完璧な答えを目指す必要はありません。あなたの言葉で、あなたの「姿勢」を伝えてください。

「〇〇を良くする姿勢」を語るコツ

では、面接官の心を掴む「今の場所を良くしようとする姿勢」を、どのようにアピールすればいいのでしょうか?

コツは、難しい専門用語を使わずに、学校生活や実習先での「ちょっとした工夫」を思い出すことです。

  • 例1:実習先で
    • 「作業のミスを防ぐために、チェックリストを自分で作って、同級生とダブルチェックをしていました」
  • 例2:学校の課題で
    • 「グループワークで、話し合いが詰まってしまったとき、まずはみんなの意見をホワイトボードにまとめて、問題を整理しました」
  • 例3:毎日の学校生活で
    • 「教室が綺麗だとみんなが気持ちよく過ごせるので、毎朝一番に来て、机を拭いていました」

これらはすべて、「今の場所を、より良くしようとする姿勢」の素晴らしい証拠です。

こうしたエピソードは、面接官に「この子は、自分の目の前の作業だけじゃなく、
チーム全体のことを考えて動ける即戦力だ」という、これ以上ないアピールになります。

心理学的な根拠:なぜ「場所を良くする姿勢」が評価されるのか

ここで、心の仕組みについて少しお話しします。 なぜ面接官は、完璧な回答よりも「場所を良くしようとする姿勢」を評価するのでしょうか。

それは、人間が最も信頼を感じるのは、「自分以外の誰か(チームや社会)に意識が向いている人」だからです。

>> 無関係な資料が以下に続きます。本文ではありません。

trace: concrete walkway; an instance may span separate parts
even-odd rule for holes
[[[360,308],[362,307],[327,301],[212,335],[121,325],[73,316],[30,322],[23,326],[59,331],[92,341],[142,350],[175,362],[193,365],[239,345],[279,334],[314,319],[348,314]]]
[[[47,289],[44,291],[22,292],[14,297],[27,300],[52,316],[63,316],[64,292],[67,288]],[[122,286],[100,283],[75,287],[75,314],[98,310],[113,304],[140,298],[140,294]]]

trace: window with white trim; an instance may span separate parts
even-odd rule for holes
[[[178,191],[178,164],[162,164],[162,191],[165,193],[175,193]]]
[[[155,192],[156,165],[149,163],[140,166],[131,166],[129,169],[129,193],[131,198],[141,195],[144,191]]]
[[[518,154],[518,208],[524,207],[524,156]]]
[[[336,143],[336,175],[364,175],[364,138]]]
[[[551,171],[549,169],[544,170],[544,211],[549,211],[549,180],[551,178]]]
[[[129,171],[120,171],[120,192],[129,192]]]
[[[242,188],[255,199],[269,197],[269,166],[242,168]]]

アドラー心理学では、これを「共同体感覚」と呼びます。
自分の評価ばかり気にしている人は、ミスを隠したり、手柄を独り占めしたりするリスクがあります。しかし、「場所を良くしたい」と考えている人は、進んで報告をし、仲間を助け、チーム全体の成果を優先します。

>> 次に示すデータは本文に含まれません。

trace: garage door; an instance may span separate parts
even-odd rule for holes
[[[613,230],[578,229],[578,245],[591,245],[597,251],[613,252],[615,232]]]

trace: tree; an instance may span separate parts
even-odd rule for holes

面接官は、この「共同体感覚」がある人を求めています。あなたが面接で語るべきなのは、「自分がどれだけ凄いか」ではなく、「自分がどれだけチームの役に立ちたいか」という姿勢なのです。

あなたの「姿勢」は、もう十分に「武器」になっている

あかりちゃん、準備した答えを忘れることを恐れる必要はありません。
それよりも、「自分が力になりたいチームのために、どんな工夫をしたいか」を、あなたの言葉で伝えてみてください。

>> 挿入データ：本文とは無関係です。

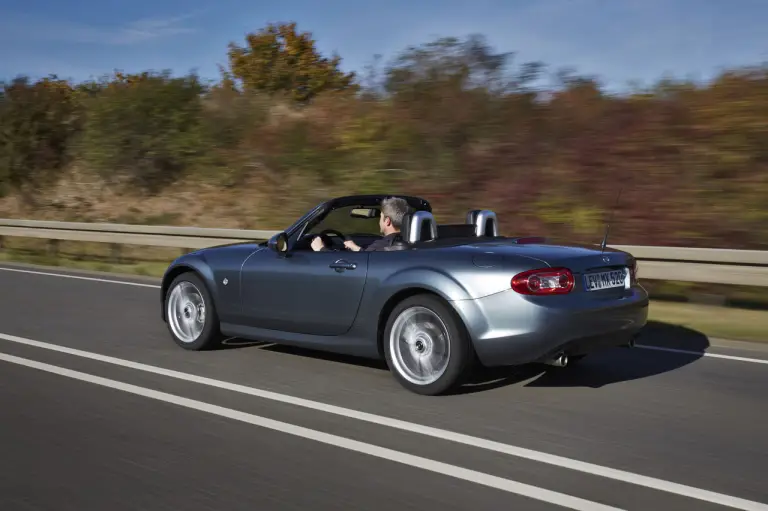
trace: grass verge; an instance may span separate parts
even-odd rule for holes
[[[768,311],[652,300],[650,320],[737,341],[768,342]]]
[[[143,275],[150,277],[162,277],[163,272],[171,262],[146,261],[131,263],[105,263],[102,261],[91,261],[87,259],[69,259],[65,257],[51,257],[45,255],[24,255],[8,254],[0,252],[0,262],[18,262],[28,264],[39,264],[41,266],[60,266],[74,270],[89,270],[107,273],[124,273],[126,275]]]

あなたの実習や学校の課題での苦労は、ただの「作業」ではありませんでした。
それは、「今の場所を、より良くしようとする、かけがえのない姿勢」を磨くための、立派なトレーニングだったのです。

明日からは、面接官を「納得させる」のではなく、
面接官に「あなたの姿勢に気づいてもらう」つもりで、ありのままのあなたの思いを話してみてください。

大丈夫。その「良くしようとする姿勢」こそが、あなたがどこに行っても必要とされる、最強の武器になっているのだから。